23 de maio de 2011

O Menino que Perdeu o Sol

Chovia. Chovia há dias.

Chovia aquela chuva que parece que não vai parar de chover nunca.

E o Menino ficou próximo à janela, olhando a chuva, todos estes dias.

Observava as gotas que caíam sobre as poças do quintal, formando círculos e mais círculos molhados, que o impediam de sair de casa. Às vezes caíam rápido, às vezes caíam mais devagar. Às vezes caíam de pé, às vezes caíam deitados. E o Menino olhava para o céu e descobria que não existia mais céu, somente uma enorme mancha acinzentada, com monstros que brincavam com relâmpagos e brigavam com trovões.

E o Menino ficou próximo à janela, olhando a chuva e contando as gotinhas.

Num destes dias, o Menino atraiu a atenção de uma pequena aranha, que morava ali no cantinho da janela. Caminhando rapidamente pelo parapeito, a Aranha se aproximou do Menino e viu que seus olhos estavam tristes como a chuva e sem cor como o céu. E que só brilhavam quando um relâmpago explodia.

O Menino nem percebeu a Aranha ali ao seu lado, porque a Aranha era muito pequenininha. Era uma daquelas aranhinhas que moram nas casas das pessoas, que acham que qualquer cantinho seco e quentinho está mais que suficiente, e não querem fazer mal para ninguém.

E o Menino ficou próximo à janela, olhando a chuva e esperando o céu clarear.

Mas aranhas sempre são muito curiosas. Esta Aranha em especial era mais curiosa ainda. E curiosa com a tristeza do Menino, a Aranha decidiu subir na janela, para conversar com ele. Balançou-se na sua teia e, com um salto, subiu pelo vidro, chegando até a altura dos olhos do Menino.

E foi assim que ele descobriu que a Aranha estava ali.

– Oi, disse o Menino baixinho.

– Por que você está triste?, a Aranha perguntou.

O Menino apenas suspirou e voltou a olhar a chuva.

– Porque eu perdi o Sol, respondeu.

Foi aí que a Aranha percebeu que o Menino não estava observando a chuva, mas sim o quintal, porque ele queria estar lá fora, brincando. A casa do Menino tinha um quintal enorme, com um gramado verde – que agora estava cheio de poças – e com uma árvore que o Menino adorava.

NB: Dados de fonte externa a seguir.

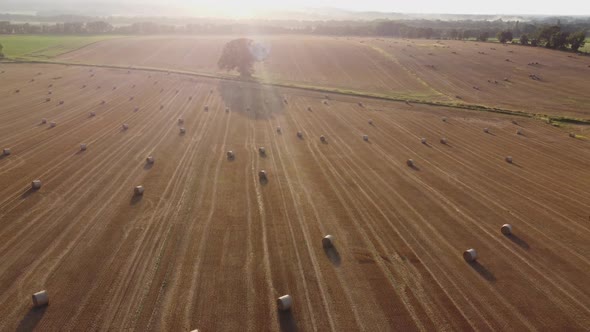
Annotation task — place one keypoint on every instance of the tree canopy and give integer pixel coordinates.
(237, 55)
(504, 36)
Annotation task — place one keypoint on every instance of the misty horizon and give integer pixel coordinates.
(301, 10)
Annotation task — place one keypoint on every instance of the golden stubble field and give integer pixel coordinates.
(209, 246)
(489, 74)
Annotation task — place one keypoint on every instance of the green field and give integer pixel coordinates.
(39, 47)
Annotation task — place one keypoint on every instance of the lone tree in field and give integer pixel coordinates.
(504, 36)
(576, 40)
(239, 54)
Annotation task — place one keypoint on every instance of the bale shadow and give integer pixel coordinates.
(262, 101)
(135, 199)
(518, 241)
(287, 322)
(333, 255)
(31, 319)
(28, 193)
(414, 167)
(483, 271)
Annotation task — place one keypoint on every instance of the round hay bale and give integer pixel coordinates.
(470, 255)
(40, 299)
(506, 229)
(36, 184)
(138, 190)
(328, 241)
(285, 302)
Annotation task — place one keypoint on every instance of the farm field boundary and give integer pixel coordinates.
(550, 119)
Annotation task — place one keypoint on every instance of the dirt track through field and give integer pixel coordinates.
(209, 246)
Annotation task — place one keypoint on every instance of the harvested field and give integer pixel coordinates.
(450, 71)
(499, 75)
(209, 246)
(311, 61)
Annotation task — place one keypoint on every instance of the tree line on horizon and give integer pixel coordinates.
(570, 35)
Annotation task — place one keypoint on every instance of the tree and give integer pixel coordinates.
(483, 36)
(576, 40)
(240, 54)
(504, 36)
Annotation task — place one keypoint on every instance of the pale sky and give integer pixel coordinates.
(245, 8)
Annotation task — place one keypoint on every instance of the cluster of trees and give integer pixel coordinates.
(556, 38)
(95, 27)
(536, 33)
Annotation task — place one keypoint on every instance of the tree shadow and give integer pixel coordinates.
(287, 322)
(483, 271)
(251, 99)
(518, 241)
(333, 255)
(31, 319)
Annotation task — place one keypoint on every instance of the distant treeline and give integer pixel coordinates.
(557, 35)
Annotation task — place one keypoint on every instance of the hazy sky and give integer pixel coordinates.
(241, 8)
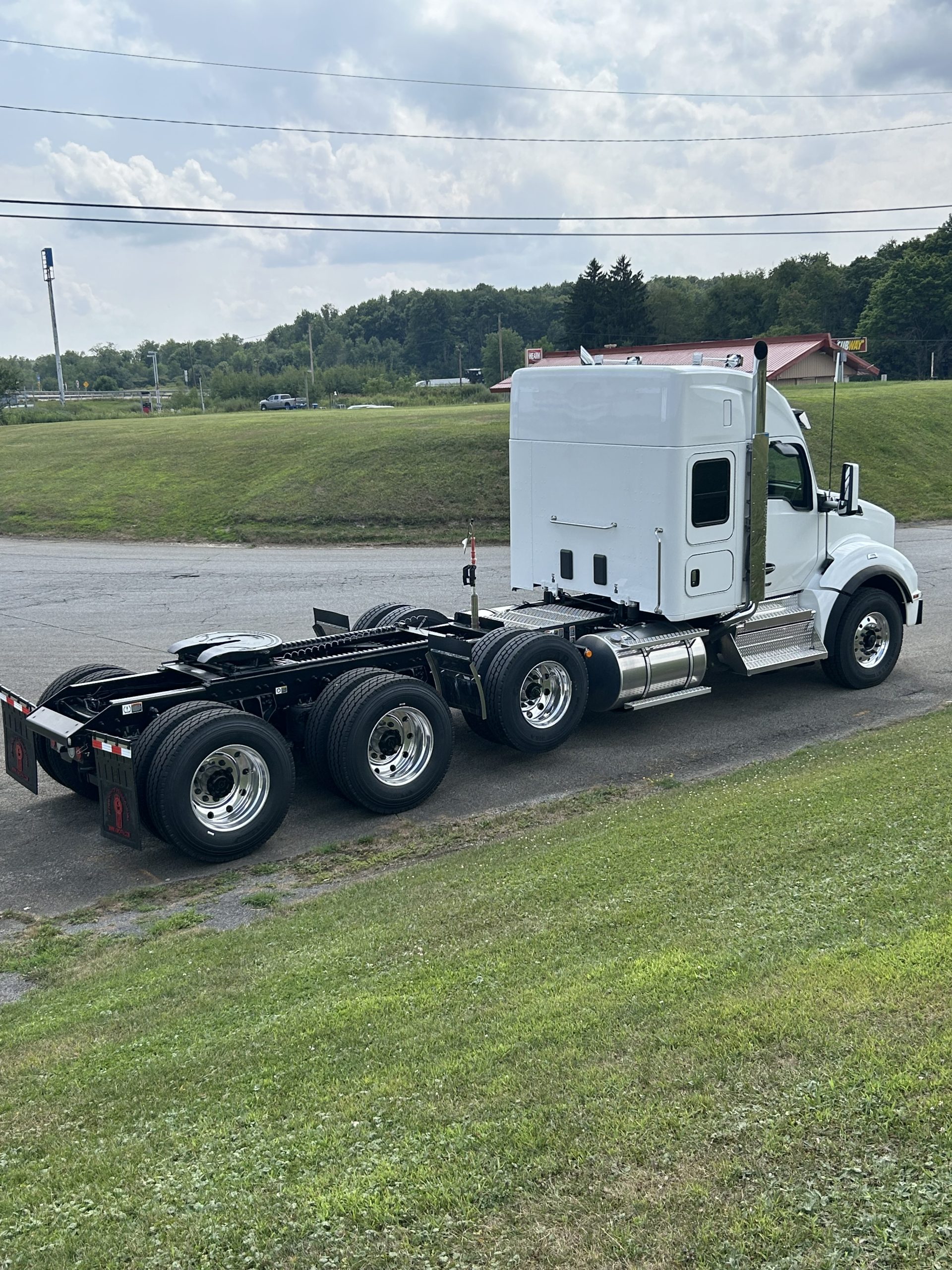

A Aranha subiu um pouquinho mais pelo vidro e viu a chuva refletida nos olhos do Menino.

– Você não perdeu o Sol. Ele só está brilhando em outro lugar, ela disse.

– Mas eu queria que ele estivesse brilhando aqui para eu poder brincar, resmungou o Menino.

A Aranha começou a fazer uma bolinha com a teia. As aranhas sempre fazem isso quando precisam de tempo para pensar. Sempre que você encontrar uma aranha fazendo uma bolinha de teia, pode ter certeza de que ela está pensando em algo. Depois que ela jogou a bolinha de teia longe, a Aranha voltou a olhar o Menino.

– E você queria brincar de quê?

E o Menino contou para a Aranha que queria brincar de tudo. Que queria sair no quintal, junto com o Sol, para brincar de policial que prende bandido, de pirata que esconde tesouro, de soldado que mata o inimigo, de príncipe que salva a princesa, de espião que descobre segredos, de cowboy que luta com os índios, de piloto espacial que tem uma nave grandona.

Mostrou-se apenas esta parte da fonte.